[WIP] Allow TruncatedSVD using randomized to automatically reset k < n_features. #17949

zachmayer · 2020-07-17T17:08:32Z

Reference Issues/PRs

What does this implement/fix? Explain your changes.

Allows TruncatedSVD using the randomized algorithm to automatically reset k < n_features.

Any other comments?

NicolasHug

Thanks for the PR @zachmayer

If we want to raise warnings instead of errors I think we should do it for all transformers that have a n_components attribute. Also I'm not sure we need a new warning class, a UserWarning should be enough.

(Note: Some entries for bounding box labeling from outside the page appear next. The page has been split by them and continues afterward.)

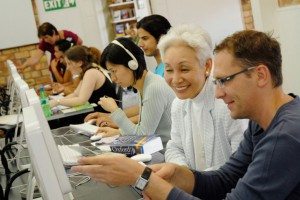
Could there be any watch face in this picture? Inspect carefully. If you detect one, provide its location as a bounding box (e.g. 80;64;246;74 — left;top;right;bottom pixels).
135;178;148;190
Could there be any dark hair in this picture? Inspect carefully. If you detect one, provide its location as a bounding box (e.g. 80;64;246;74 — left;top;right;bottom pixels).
136;15;171;43
89;47;101;65
38;22;58;38
55;39;74;53
100;38;147;81
214;30;283;87
65;45;94;75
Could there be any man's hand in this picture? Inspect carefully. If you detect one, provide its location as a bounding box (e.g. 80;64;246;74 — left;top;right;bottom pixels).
149;163;195;193
72;154;145;186
97;127;120;137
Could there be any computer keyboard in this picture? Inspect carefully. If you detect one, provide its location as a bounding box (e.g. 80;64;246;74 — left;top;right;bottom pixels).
70;123;99;137
58;145;82;166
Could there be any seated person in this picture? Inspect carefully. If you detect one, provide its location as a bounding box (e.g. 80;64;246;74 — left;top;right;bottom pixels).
72;30;300;200
17;22;82;75
136;15;171;77
51;45;102;95
50;46;117;112
162;25;246;170
50;40;73;84
89;38;175;145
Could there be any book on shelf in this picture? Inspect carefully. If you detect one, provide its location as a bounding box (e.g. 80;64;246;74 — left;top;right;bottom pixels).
115;24;125;37
109;135;163;156
121;9;134;19
113;10;121;21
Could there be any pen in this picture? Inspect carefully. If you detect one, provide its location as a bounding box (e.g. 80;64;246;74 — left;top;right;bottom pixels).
104;95;122;102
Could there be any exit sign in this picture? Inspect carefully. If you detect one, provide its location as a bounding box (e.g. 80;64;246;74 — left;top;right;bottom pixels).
43;0;76;11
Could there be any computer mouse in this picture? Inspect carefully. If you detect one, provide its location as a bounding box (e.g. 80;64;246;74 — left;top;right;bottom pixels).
85;119;96;125
131;153;152;162
90;134;102;141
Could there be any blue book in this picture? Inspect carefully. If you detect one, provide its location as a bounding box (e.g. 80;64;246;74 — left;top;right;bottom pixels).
110;135;163;156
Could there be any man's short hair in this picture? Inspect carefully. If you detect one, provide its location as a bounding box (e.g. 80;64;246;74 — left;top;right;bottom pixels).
214;30;283;87
38;22;58;38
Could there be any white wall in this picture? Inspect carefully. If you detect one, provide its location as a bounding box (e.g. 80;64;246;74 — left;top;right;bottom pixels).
0;0;38;49
150;0;244;43
36;0;108;50
277;6;300;95
251;0;300;95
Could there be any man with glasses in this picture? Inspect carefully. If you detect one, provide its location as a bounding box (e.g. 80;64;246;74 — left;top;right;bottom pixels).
71;30;300;200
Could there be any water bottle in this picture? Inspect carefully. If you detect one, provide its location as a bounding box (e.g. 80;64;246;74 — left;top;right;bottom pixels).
40;85;52;117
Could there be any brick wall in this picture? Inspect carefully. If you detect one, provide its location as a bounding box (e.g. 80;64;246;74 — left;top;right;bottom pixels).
0;0;51;87
278;0;300;7
241;0;254;30
0;0;254;87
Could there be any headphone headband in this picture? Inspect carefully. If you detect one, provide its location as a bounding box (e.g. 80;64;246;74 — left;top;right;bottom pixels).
111;40;139;70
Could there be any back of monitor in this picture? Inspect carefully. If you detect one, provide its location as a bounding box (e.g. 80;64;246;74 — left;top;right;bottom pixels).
23;106;70;200
23;89;72;198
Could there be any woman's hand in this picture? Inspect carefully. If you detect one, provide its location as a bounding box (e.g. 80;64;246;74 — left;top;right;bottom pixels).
97;127;120;137
49;100;58;108
84;112;101;122
98;97;118;113
52;83;65;94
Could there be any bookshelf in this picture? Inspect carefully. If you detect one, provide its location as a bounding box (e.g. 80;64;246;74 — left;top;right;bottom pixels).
108;0;138;37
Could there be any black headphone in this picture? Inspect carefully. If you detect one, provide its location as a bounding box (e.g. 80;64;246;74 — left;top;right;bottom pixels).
111;40;139;70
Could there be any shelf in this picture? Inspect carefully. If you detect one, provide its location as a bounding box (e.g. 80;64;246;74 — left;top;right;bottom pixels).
108;1;134;10
112;17;137;24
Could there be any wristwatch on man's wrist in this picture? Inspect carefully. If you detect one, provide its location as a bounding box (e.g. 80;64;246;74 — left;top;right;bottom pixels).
134;167;152;191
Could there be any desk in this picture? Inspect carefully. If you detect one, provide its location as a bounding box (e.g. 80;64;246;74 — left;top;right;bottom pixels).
0;127;164;200
56;127;164;200
47;108;94;121
47;107;94;129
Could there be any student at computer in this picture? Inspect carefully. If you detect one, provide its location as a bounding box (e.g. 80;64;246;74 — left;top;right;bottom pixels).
50;46;117;112
50;39;73;84
158;25;246;170
136;15;171;77
17;22;82;78
51;45;102;95
73;30;300;200
93;38;175;145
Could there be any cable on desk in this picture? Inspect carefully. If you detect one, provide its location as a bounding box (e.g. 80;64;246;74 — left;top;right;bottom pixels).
68;172;91;189
4;169;29;200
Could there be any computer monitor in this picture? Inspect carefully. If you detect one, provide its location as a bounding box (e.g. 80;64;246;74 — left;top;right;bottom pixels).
23;89;72;200
15;79;29;108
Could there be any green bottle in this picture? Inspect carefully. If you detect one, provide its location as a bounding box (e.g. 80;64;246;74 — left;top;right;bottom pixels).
40;85;52;117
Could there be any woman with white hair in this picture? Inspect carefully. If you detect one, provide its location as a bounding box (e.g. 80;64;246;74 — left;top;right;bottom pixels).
158;25;246;170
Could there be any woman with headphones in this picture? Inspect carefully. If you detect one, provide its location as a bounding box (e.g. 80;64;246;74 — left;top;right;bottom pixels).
93;38;175;146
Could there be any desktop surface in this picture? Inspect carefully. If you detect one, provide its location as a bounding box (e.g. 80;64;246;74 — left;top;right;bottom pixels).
0;127;164;200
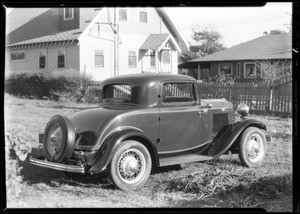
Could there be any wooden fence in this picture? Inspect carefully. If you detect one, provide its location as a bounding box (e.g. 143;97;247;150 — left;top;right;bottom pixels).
199;77;292;117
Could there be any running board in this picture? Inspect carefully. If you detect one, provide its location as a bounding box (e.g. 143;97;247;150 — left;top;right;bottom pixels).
159;154;213;166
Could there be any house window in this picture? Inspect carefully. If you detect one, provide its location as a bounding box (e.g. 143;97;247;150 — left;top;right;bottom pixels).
90;22;100;37
10;51;26;62
236;63;241;78
163;51;171;64
95;50;104;67
39;49;46;69
219;63;232;75
57;48;66;68
128;51;136;68
244;63;256;78
140;11;148;23
150;51;155;68
64;8;74;20
119;9;127;21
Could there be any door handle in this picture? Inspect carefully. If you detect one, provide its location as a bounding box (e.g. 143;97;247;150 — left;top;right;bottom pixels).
197;110;204;115
197;109;207;115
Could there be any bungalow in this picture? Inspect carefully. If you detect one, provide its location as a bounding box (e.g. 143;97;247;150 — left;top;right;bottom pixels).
5;7;188;80
179;33;292;82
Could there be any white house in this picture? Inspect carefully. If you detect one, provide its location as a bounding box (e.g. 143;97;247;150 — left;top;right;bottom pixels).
5;7;188;80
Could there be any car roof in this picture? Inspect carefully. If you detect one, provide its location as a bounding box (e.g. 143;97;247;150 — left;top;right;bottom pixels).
101;73;195;86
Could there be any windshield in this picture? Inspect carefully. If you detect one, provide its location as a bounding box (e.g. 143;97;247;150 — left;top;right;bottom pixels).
102;84;131;103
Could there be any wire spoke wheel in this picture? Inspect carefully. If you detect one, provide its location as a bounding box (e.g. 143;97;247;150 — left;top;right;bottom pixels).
239;127;267;167
108;140;152;190
118;149;146;184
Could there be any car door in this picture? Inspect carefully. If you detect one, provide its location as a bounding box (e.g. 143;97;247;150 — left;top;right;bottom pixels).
158;81;208;153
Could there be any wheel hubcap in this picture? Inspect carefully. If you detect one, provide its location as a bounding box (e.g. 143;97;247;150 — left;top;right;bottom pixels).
247;134;264;162
118;149;146;184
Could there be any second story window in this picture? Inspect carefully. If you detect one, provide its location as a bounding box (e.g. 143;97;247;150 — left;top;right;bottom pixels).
163;51;171;64
128;51;136;68
57;48;66;68
39;49;46;69
10;51;26;62
95;50;104;67
150;51;155;68
140;11;148;23
119;9;127;21
64;8;74;20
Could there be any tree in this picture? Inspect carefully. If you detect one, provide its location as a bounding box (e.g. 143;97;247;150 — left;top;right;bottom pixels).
179;27;225;62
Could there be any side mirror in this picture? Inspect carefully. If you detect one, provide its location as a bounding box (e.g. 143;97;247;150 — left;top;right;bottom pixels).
236;103;250;119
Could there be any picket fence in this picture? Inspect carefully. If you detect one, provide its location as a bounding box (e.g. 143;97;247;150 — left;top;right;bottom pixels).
199;77;292;117
86;76;292;117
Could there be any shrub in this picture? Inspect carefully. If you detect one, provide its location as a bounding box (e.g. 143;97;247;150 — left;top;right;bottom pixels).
5;126;31;207
5;69;91;102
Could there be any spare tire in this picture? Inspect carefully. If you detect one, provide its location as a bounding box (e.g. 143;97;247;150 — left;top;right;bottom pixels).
43;115;75;163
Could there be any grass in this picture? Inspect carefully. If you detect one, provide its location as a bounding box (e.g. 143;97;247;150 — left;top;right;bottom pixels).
4;95;293;212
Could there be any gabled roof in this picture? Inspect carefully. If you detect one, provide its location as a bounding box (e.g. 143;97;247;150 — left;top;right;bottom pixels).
6;8;189;52
156;8;189;53
140;34;169;50
189;33;292;62
6;8;99;46
140;34;181;52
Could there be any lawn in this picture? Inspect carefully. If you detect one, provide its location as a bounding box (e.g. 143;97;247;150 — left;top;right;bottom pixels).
4;94;293;212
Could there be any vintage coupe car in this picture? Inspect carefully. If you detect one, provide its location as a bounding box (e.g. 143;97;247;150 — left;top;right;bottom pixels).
30;73;270;190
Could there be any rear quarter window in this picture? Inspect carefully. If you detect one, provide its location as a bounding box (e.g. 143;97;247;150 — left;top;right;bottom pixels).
102;84;131;100
162;82;196;103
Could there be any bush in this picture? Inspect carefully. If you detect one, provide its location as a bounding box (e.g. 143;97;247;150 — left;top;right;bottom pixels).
5;126;31;207
5;69;91;102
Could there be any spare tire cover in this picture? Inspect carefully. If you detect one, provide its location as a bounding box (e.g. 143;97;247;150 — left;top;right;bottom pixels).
43;115;75;163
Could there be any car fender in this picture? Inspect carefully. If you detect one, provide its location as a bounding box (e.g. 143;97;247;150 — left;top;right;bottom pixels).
209;119;267;158
89;127;159;174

NicolasHug · 2020-07-17T17:26:35Z

Also please update the PR title to something more descriptive ;)
You can prefix as [WIP] or [MRG] when ready for reviews

zachmayer · 2020-07-17T17:31:14Z

What's [MRG] mean?

What other transformers have a n_components attribute?

NicolasHug · 2020-07-17T17:35:58Z

WIP = work in progress
MRG stands for merge. You'll find more details in our contributing guidelines, please check them out.

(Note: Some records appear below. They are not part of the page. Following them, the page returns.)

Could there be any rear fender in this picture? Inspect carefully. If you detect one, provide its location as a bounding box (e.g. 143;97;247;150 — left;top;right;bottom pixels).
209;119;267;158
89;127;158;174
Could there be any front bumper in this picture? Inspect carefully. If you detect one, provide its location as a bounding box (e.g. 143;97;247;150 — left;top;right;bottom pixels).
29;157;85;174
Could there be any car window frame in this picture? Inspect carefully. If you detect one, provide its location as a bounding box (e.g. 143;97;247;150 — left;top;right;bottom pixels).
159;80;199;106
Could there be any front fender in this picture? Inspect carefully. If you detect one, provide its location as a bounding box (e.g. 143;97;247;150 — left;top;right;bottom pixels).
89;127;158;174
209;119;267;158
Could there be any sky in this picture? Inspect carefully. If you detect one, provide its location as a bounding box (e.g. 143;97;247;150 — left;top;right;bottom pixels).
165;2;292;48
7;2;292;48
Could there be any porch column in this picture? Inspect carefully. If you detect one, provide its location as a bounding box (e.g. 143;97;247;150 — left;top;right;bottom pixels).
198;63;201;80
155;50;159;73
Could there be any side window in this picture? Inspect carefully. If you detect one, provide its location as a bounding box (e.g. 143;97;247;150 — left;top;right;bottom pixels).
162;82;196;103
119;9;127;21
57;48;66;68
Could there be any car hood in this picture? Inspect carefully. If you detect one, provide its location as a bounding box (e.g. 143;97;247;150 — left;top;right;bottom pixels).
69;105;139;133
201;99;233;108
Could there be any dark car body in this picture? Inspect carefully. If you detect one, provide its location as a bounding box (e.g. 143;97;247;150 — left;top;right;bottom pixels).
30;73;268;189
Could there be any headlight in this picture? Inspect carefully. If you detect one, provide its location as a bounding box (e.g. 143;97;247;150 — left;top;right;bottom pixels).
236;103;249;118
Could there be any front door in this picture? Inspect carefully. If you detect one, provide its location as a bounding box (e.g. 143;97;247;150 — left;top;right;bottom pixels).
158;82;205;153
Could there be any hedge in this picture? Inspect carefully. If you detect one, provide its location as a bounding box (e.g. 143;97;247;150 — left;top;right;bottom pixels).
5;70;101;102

For transformers, you can check git grep -l "self.n_components"

zachmayer · 2020-07-17T17:41:27Z

Right right, I keep forgetting about git grep

Mayer-2:scikit-learn zach2$ git grep -l "self.n_components"
benchmarks/bench_plot_nmf.py
doc/developers/develop.rst
sklearn/cluster/_bicluster.py
sklearn/cluster/_spectral.py
sklearn/cross_decomposition/_pls.py
sklearn/decomposition/_base.py
sklearn/decomposition/_dict_learning.py
sklearn/decomposition/_factor_analysis.py
sklearn/decomposition/_fastica.py
sklearn/decomposition/_incremental_pca.py
sklearn/decomposition/_kernel_pca.py
sklearn/decomposition/_lda.py
sklearn/decomposition/_nmf.py
sklearn/decomposition/_pca.py
sklearn/decomposition/_sparse_pca.py
sklearn/decomposition/_truncated_svd.py
sklearn/discriminant_analysis.py
sklearn/kernel_approximation.py
sklearn/manifold/_isomap.py
sklearn/manifold/_locally_linear.py
sklearn/manifold/_mds.py
sklearn/manifold/_spectral_embedding.py
sklearn/manifold/_t_sne.py
sklearn/mixture/_base.py
sklearn/mixture/_bayesian_mixture.py
sklearn/mixture/_gaussian_mixture.py
sklearn/mixture/tests/test_gaussian_mixture.py
sklearn/neighbors/_nca.py
sklearn/neural_network/_rbm.py
sklearn/random_projection.py
sklearn/utils/tests/test_pprint.py

Should I focus on the ones in decomposition?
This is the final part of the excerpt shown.